D’autres fabricants présentent des caméras 3D de taille beaucoup plus réduites que toutes les précédentes. La remarquable Condor (fig. 20, 21), vendue par la société française Biotech et créée par François Duret, se révèle maintenant sous une forme quasi aboutie. Sa légèreté est incroyable et les images, en couleurs réelles, d’un très grand réalisme.

Bien sûr, toutes les grandes compagnies proposent des stations d’usinage au cabinet ou bien au laboratoire de prothèses. Sirona, pionnier dans ce domaine, est capable de toutes les prouesses. Il s’étend en direction de l’orthodontie avec la prise d’empreinte d’arcades entière et la réalisation de gouttières de positionnement transparentes, un procédé en pleine expansion. Le géant de Bensheim a signé pour cela un partenariat avec l’Américain Invisalign, leader mondial sur ce marché.

J’ai vu plusieurs scanners de modèles en plâtre, dont celui vendu par Heraeus, qui m’ont fait comprendre comment fonctionnent ces appareils. Et j’ai découvert, enfin, que l’impression 3D était, elle aussi, entrée dans notre champ d’activités. Elle ne sert pas - encore - à élaborer des prothèses conjointes définitives mais à réaliser des modèles de travail, des gouttières transparentes par addition de matière ou encore des maquettes en résine calcinable pour la coulée du métal remplaçant la cire élaborée à la main par le prothésiste.

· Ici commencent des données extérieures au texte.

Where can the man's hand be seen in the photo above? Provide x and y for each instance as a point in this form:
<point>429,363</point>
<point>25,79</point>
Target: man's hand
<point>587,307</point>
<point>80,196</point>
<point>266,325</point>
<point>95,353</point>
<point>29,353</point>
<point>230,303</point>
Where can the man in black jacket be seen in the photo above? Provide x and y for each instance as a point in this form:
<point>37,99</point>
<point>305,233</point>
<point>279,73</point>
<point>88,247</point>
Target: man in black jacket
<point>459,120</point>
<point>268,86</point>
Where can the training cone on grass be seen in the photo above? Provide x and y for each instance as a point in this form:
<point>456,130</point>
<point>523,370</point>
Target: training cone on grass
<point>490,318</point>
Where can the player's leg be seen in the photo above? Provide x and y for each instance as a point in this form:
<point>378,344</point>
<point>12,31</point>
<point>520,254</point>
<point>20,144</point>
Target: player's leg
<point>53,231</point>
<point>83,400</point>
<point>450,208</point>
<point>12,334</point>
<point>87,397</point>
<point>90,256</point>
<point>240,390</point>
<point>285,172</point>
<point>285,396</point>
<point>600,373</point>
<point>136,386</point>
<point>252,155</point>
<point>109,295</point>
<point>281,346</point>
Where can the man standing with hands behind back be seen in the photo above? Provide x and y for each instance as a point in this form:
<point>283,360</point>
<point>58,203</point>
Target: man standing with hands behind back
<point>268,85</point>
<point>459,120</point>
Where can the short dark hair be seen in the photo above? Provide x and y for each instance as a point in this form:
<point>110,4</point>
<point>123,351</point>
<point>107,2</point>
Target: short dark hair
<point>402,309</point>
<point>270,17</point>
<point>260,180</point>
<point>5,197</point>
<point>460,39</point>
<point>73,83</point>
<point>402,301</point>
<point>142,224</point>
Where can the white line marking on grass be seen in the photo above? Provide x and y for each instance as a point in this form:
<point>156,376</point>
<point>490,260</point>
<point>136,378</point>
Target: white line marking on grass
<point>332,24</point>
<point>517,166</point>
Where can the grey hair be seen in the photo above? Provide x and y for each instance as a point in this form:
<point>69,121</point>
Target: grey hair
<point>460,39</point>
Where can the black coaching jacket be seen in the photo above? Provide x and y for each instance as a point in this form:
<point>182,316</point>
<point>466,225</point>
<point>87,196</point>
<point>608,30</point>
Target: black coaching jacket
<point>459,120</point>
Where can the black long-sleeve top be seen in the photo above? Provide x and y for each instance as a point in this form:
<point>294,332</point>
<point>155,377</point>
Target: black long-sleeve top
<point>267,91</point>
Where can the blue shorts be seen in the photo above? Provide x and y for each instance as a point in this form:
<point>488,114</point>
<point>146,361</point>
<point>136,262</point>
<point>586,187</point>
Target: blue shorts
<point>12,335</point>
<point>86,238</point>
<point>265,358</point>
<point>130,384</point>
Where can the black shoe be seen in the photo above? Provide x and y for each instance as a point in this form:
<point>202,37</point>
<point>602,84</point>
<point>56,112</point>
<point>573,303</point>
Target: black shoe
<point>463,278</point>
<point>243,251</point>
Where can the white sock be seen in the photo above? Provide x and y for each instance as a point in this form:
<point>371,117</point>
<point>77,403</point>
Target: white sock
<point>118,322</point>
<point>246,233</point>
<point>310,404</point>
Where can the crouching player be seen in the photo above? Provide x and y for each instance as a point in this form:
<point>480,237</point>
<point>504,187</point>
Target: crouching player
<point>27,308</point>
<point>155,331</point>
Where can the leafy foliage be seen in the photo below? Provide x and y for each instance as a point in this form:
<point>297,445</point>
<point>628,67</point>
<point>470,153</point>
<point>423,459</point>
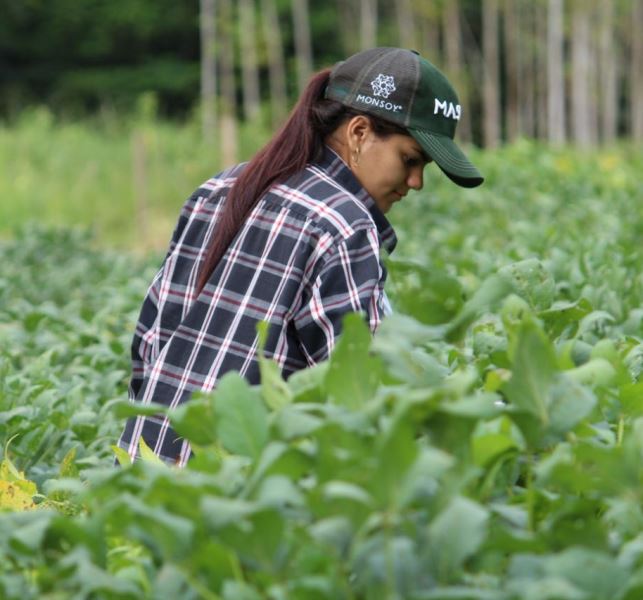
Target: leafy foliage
<point>487,444</point>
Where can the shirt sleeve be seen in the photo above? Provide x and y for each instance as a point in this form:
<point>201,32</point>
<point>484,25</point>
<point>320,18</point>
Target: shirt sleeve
<point>145,342</point>
<point>351,279</point>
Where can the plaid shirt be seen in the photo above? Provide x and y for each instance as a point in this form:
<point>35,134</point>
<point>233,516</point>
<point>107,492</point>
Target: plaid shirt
<point>308,254</point>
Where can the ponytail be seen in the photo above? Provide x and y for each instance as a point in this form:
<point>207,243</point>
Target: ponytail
<point>289,151</point>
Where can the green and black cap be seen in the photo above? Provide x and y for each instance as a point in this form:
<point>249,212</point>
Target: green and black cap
<point>404,88</point>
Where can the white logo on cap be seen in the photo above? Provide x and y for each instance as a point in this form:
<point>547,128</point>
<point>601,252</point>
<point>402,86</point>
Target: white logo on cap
<point>450,110</point>
<point>383,85</point>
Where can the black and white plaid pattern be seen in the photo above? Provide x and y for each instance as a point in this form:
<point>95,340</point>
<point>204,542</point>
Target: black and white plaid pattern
<point>308,254</point>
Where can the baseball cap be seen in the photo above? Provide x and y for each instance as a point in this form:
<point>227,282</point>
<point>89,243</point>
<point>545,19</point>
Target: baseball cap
<point>402,87</point>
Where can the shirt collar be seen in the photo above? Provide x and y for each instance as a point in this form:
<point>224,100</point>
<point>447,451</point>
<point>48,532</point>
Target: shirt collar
<point>335,167</point>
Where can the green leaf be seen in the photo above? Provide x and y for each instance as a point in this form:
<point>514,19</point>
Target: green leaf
<point>492,290</point>
<point>533,370</point>
<point>242,419</point>
<point>353,375</point>
<point>147,454</point>
<point>455,535</point>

Si la radiographie 2D et 3D explose, les dispositifs de prise de clichés rétroalvéolaires se standardisent : d’un côté, on trouve les traditionnels capteurs filaires de taille 1 et 2, avec une petite nouveauté chez Vatech qui en propose un souple, mais assez large (EZ Sensor Soft) ; de l’autre, des plaques au phosphore chez presque tous les fabricants, y compris Sirona aujourd’hui. Les Français Owandy (fig. 22) et Actéon (fig. 23) se distinguent par la taille extrêmement réduite de leur lecteur, beaucoup plus logeable dans la salle de soins que les autres.

Conclusion

L’explosion des nouvelles technologies, axées sur l’imagerie, va certainement modifier nos habitudes de travail dans les années à venir. Nous aurons un exercice plus propre et peut-être plus intellectuel qu’aujourd’hui où il faut mettre les mains dans le cambouis dans pas mal de situations cliniques. C’est la première fois depuis longtemps que ces équipements high-tech me font envie. Leur prix reste tout de même encore bien élevé par rapport aux possibilités d’évolutions futures. Mais ils ont déjà le mérite de nous rendre optimistes sur notre exercice, ce qui, étant donné les circonstances dans notre pays, est toujours bon à prendre.